Hi guys, working on a program that is meant to be a math quiz for the 3rd grade level. It is for homework and for the extra credit I can have the program provide addition, subtraction, multiplication, and division. The restrictions are that all numbers need to be between 0-100. Including the answer. Another restriction is that for division, a weird fraction can not be the answer. For example 81 / 9 would be valid but 15 / 6 would not be valid.

The problem that I am having is figuring out how do I tell the computer to set the restriction for no weird fractions?

Here is what I have so far.

if ((FirstNum / SecondNum) <= 100 )
{
cout << FirstNum << " / " << SecondNum << " = ";
cin >> answer;
}
if ((FirstNum / SecondNum) == answer)
{
++correct;
}
if ((FirstNum / SecondNum) != answer)
{
++incorrect;
}
}
++count;

You can use std::floor to remove the fractional part and compare it to see if it's still the correct answer.


http://www.cplusplus.com/reference/cmath/floor/

If you do accept only whole numbers, then make it so:

Peter87, so basically floor just rounds down the number? I'm not exactly sure that is what my professor is looking for. I believe he just wants it to come out as a clean number (easy enough for a 3rd grader like 10 /2 =5 or 81/9 =9).

keskiverto, I didn't include the part where I have my numbers randomly generated already. I know that some of my fellow classmates check the forums for help and I don't want us to end up with the same program and it be considered cheating. I'm not exactly sure how your code would fix my problem. there is still a chance to come out having a weird fraction depending on the random numbers that are generated.

there is still a chance to come out having a weird fraction depending on the random numbers that are generated.

Please explain.

Integers have no fractions. Integer division produces an integer. Just like with floor(), the fraction is discarded.

The denominator (second) is a random integer. It must be more than 0, unless you want to ask how much is x / 0

The randomly generated correct answer is an integer too. Its value is at most 100/second.

The nominator (first) is computed from two integers by multiplication. Therefore, it must be an integer too.
The value of first is at most second*100/second, i.e. <= 100.

Keskiverto, ok I understand what is going on now, only problem is that the first number ends up being a number greater than 100. second and correct may end up being between 0-100 but first is what is going to be divided by second and that unfortunately is not allowed in my program. I like the idea though and I believe I may have found a solution using modulo, if I can work out the kinks.
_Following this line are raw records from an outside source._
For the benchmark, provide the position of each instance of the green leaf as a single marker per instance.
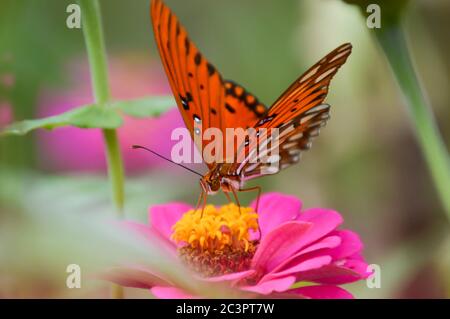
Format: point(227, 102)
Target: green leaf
point(146, 107)
point(96, 116)
point(89, 116)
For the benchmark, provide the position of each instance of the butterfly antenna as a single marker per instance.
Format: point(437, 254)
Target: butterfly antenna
point(167, 159)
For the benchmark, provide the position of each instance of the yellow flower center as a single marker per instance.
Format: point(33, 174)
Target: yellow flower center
point(217, 242)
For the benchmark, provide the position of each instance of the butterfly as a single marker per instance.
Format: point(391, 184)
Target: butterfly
point(206, 100)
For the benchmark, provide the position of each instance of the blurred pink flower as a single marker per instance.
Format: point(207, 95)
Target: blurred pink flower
point(296, 246)
point(73, 149)
point(6, 114)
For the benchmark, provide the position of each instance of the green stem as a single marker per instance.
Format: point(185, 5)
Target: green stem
point(93, 35)
point(393, 42)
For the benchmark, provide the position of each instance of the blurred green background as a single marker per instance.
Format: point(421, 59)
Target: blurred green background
point(366, 164)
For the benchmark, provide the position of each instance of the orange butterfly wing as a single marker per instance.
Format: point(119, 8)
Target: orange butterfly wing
point(298, 113)
point(204, 99)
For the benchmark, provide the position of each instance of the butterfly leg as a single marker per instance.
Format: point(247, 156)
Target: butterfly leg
point(228, 197)
point(204, 203)
point(258, 189)
point(199, 200)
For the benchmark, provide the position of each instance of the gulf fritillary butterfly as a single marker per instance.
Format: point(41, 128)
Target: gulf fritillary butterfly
point(204, 97)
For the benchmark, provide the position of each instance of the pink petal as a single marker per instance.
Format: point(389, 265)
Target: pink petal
point(351, 244)
point(163, 217)
point(276, 209)
point(305, 265)
point(324, 221)
point(170, 293)
point(133, 276)
point(150, 234)
point(268, 287)
point(306, 253)
point(336, 275)
point(232, 276)
point(323, 292)
point(279, 244)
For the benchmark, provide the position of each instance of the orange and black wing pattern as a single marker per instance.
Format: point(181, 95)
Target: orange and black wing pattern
point(204, 99)
point(298, 114)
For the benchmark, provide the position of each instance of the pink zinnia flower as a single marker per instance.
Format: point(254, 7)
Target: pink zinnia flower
point(301, 247)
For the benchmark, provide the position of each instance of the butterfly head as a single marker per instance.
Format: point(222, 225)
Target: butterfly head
point(210, 183)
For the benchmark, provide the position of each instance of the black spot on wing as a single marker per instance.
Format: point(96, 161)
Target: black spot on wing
point(230, 108)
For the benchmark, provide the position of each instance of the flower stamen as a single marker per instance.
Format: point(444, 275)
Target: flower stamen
point(216, 241)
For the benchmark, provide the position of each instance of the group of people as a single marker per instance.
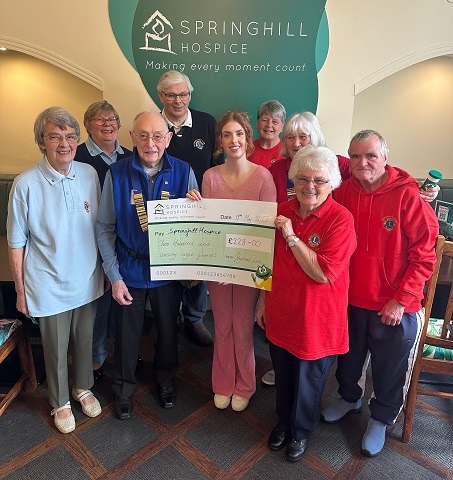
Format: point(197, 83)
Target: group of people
point(350, 262)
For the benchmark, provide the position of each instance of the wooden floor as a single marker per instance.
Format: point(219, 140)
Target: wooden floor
point(194, 440)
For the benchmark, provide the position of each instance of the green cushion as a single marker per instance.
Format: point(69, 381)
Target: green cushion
point(438, 353)
point(7, 327)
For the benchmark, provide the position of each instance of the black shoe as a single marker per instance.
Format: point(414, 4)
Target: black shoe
point(123, 407)
point(167, 397)
point(199, 334)
point(139, 363)
point(295, 449)
point(277, 439)
point(98, 373)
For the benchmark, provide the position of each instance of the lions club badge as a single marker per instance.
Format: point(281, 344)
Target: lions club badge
point(389, 223)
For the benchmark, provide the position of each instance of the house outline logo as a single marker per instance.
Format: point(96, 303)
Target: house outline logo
point(159, 209)
point(160, 38)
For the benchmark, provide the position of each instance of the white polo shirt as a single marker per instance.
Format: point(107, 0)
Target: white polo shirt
point(53, 216)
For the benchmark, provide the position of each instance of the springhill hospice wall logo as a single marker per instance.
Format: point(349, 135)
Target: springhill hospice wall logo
point(237, 55)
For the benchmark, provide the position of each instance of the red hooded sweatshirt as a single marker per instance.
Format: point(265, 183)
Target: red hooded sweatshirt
point(396, 233)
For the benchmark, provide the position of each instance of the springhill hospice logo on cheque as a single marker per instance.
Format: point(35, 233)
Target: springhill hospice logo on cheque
point(237, 55)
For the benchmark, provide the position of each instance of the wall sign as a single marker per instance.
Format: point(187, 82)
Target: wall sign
point(237, 54)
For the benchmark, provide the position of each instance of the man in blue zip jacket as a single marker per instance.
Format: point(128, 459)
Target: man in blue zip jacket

The first cannot become too big, if you do follow my idea.

Lets take an example. The second becomes 3.
The 100/3 is 33. Therefore, we generate a number for correct that is at least 0, but no more than 33.
The largest that the second can become is thus 3*33 = 99. That is not over 100.


Does you idea about modulo by any chance resemble what is mentioned in
http://www.cplusplus.com/reference/cstdlib/rand/

This is how I ended up using modulo to ensure that there would be no remainders for the division problem.


if (problem_type == 3)
{
int FirstNum = rand();
FirstNum %= 101;
int SecondNum = rand();
SecondNum %= 101;

if (((FirstNum / SecondNum) <= 100) && ((FirstNum % SecondNum) == 0 ))
{
cout << FirstNum << " / " << SecondNum << " = ";
cin >> answer;
}
if ((FirstNum / SecondNum) == answer)
{
++correct;
}
if ((FirstNum / SecondNum) != answer)
{
++incorrect;
}
}

What is the chance that you do get a valid pair? You have to repeat until you get a valid pair.

What is the chance that SecondNum==0 and you divide by 0?

Honestly I had forgotten about if it tried to divide by zero until I went to run my program and got nan. I fixed the problem though before I turned in my program. My professor didn't like the way I handled checking for my numbers being in range of 0-100 though. Not exactly sure what he wanted since he just told me he didn't like it, without showing me a better way to do it.